Double descent
In statistics and machine learning, double descent is the phenomenon where a statistical model with a small number of parameters and a model with an extremely large number of parameters have a small error, but a model whose number of parameters is about the same as the number of data points used to train the model will have a large error.[2] It was discovered around 2018 when researchers were trying to reconcile the bias-variance tradeoff in classical statistics, which states that having too many parameters will yield an extremely large error, with the 2010s empirical observation of machine learning practitioners that the larger models are, the better they work.[3][4] The scaling behavior of double descent has been found to follow a broken neural scaling law[5] functional form.
References
- Schaeffer, Rylan; Khona, Mikail; Robertson, Zachary; Boopathy, Akhilan; Pistunova, Kateryna; Rocks, Jason W.; Fiete, Ila Rani; Koyejo, Oluwasanmi (2023-03-24). "Double Descent Demystified: Identifying, Interpreting & Ablating the Sources of a Deep Learning Puzzle". arXiv:2303.14151v1 [cs.LG].

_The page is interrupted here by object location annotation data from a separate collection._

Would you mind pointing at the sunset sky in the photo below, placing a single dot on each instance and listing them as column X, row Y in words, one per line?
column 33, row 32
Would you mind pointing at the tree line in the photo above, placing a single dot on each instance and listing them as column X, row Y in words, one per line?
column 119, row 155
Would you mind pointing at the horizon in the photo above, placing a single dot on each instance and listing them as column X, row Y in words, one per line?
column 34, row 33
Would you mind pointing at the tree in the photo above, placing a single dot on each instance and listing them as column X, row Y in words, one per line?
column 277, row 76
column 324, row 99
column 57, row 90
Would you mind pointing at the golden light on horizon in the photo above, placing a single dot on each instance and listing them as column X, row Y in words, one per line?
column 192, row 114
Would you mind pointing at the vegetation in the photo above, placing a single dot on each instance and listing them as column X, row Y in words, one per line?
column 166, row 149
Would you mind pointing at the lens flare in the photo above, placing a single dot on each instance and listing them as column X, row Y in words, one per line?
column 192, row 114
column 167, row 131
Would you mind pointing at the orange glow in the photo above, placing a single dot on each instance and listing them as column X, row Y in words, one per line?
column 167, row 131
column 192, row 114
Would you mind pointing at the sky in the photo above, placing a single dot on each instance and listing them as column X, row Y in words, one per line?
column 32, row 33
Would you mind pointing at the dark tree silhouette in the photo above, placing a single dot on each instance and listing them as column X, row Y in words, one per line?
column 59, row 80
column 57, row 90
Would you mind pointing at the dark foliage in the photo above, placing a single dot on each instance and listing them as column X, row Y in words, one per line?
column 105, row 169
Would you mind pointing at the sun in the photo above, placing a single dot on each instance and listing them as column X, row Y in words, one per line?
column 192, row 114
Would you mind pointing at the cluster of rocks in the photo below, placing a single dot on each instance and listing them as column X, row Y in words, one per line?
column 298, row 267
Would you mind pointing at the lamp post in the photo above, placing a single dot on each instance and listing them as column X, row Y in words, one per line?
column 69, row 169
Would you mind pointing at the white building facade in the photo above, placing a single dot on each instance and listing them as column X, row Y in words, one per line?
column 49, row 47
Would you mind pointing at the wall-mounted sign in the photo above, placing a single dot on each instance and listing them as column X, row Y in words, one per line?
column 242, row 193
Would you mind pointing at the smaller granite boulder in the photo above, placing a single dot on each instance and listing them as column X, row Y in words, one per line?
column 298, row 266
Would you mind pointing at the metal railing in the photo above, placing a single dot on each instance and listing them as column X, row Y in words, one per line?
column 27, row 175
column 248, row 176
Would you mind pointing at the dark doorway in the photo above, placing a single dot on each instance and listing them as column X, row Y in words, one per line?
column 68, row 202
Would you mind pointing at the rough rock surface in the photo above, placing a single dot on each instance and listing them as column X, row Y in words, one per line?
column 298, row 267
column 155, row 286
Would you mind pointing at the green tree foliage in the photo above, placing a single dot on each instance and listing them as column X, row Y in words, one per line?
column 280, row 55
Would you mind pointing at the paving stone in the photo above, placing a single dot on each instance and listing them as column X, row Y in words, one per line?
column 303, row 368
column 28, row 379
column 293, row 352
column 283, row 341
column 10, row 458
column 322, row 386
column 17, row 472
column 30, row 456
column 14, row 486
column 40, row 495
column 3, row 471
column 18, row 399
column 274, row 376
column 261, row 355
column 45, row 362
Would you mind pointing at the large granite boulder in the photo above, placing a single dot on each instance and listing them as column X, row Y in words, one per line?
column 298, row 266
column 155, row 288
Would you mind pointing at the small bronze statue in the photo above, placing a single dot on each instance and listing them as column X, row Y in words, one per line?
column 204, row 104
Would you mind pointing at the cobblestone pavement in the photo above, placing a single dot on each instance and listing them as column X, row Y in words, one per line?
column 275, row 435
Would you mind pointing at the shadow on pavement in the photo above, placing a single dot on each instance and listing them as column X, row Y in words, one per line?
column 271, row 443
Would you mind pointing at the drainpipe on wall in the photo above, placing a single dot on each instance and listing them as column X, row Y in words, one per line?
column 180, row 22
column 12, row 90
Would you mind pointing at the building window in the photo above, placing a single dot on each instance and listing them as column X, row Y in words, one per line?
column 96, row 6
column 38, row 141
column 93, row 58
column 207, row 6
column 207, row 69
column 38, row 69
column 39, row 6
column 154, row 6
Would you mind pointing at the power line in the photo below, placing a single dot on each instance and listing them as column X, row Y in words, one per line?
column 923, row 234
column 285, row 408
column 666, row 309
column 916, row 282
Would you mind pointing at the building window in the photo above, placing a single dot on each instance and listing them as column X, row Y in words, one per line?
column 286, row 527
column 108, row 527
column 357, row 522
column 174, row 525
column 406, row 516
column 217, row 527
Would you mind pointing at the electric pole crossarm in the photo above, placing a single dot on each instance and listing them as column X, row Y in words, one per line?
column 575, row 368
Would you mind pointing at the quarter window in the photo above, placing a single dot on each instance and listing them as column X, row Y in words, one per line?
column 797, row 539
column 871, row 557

- "Deep Double Descent". OpenAI. 2019-12-05. Retrieved 2022-08-12.
- evhub (2019-12-05). "Understanding "Deep Double Descent"". LessWrong.
- Belkin, Mikhail; Hsu, Daniel; Ma, Siyuan; Mandal, Soumik (2019-08-06). "Reconciling modern machine learning practice and the bias-variance trade-off". Proceedings of the National Academy of Sciences. 116 (32): 15849–15854. arXiv:1812.11118. doi:10.1073/pnas.1903070116. ISSN 0027-8424. PMC 6689936. PMID 31341078.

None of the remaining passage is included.